Only Ghosts by Red Fang

Red Fang’s latest 41-minute offering is bound to satiate those mediocre stoner rock cravings we all get from time to time.

It would, perhaps, be wrong to say that Red Fang have commercialised their sound with this new record, as they were never a particularly inaccessible band to begin with. However, that being said, there is a clear attempt in these tracks, particularly in the first half of the LP, to attain a more melodic and alt-rock influenced sound. This, on its own, is not necessarily any cause for alarm; there are plenty of bands like Red Fang that have had no problem at all in transitioning to a more radio-friendly sound. But Red Fang are, evidently, not one of these bands.

Speaking in terms of the actual content of the album, the Portland-based outfit spend the first twenty minutes playing the same 4/4 pentatonic riff-worship that they’ve been wanking over since their debut, which contains a few highlights in the songs ‘Flies’, ‘No Air’, and ‘Not For You’, all clearly showing that Red Fang can still write a great, mosh-able tune; so much so, in fact, that they wrote the same song three times over.

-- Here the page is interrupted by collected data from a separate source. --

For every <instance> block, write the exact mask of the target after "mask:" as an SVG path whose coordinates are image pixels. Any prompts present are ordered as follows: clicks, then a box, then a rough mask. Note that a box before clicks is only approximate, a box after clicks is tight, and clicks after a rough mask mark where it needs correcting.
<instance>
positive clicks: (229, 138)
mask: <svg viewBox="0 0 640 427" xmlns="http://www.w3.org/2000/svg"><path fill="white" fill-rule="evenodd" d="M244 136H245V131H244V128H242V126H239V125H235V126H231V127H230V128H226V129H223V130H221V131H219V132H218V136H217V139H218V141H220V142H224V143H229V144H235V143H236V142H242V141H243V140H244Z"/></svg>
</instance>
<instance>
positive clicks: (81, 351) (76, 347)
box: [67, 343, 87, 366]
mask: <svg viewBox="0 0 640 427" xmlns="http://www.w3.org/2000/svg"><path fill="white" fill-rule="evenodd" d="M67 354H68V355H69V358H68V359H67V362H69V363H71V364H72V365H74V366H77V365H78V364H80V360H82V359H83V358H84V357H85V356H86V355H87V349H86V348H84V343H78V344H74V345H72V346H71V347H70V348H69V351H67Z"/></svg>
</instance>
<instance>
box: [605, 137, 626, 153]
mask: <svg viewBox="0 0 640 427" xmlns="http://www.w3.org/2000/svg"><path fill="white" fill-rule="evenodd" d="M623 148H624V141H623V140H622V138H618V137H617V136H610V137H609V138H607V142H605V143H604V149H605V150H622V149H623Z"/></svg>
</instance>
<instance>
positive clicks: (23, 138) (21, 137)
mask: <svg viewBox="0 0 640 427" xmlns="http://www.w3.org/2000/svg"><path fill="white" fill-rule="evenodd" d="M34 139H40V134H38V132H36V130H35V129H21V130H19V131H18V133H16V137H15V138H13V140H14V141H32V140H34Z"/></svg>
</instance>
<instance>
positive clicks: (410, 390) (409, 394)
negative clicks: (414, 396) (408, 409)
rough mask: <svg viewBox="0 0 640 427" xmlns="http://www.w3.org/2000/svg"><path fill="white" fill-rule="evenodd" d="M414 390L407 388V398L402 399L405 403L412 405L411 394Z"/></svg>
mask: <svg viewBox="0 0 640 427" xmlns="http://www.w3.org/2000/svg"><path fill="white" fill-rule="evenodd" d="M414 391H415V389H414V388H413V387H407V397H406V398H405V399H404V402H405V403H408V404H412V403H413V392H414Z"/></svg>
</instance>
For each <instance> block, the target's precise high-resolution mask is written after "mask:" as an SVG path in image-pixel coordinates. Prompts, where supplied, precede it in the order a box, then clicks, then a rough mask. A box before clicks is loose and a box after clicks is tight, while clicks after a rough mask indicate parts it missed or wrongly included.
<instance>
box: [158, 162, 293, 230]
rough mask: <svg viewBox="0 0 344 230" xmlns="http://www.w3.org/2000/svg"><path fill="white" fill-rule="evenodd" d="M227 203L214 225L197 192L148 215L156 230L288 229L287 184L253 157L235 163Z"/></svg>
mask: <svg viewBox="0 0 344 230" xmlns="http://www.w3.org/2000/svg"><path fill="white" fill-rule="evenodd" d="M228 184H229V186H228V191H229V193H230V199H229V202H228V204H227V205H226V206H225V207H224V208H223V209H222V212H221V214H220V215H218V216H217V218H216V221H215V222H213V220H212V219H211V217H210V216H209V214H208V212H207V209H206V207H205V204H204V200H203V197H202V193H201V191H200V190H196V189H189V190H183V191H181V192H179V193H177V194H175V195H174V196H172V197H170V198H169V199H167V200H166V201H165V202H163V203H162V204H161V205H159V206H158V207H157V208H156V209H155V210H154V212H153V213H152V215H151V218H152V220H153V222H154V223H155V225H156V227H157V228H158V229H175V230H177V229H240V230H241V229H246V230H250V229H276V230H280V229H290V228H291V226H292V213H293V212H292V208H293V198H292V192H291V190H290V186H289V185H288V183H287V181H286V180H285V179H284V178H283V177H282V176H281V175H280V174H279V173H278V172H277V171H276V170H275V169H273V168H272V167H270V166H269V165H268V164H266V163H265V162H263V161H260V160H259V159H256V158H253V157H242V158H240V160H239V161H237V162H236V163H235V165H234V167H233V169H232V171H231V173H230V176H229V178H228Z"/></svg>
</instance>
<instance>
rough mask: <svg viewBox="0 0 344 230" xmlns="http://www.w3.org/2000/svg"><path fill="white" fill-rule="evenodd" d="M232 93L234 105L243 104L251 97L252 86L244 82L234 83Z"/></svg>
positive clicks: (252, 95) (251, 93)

The second half of this trainwreck begins with the actually good song, ‘The Smell of the Sound’, and then continues with three more tracks which, yet again, sound exactly the same as it. On these tracks, the band appears to be channelling the style of fellow headbangers Mastodon, although they manage to do so in a remarkably awkward fashion.

The album has about three good songs, but the bottom line is Only Ghosts fails because they are actively stripping down and polishing a sound that was already stripped-down and polished enough five years ago.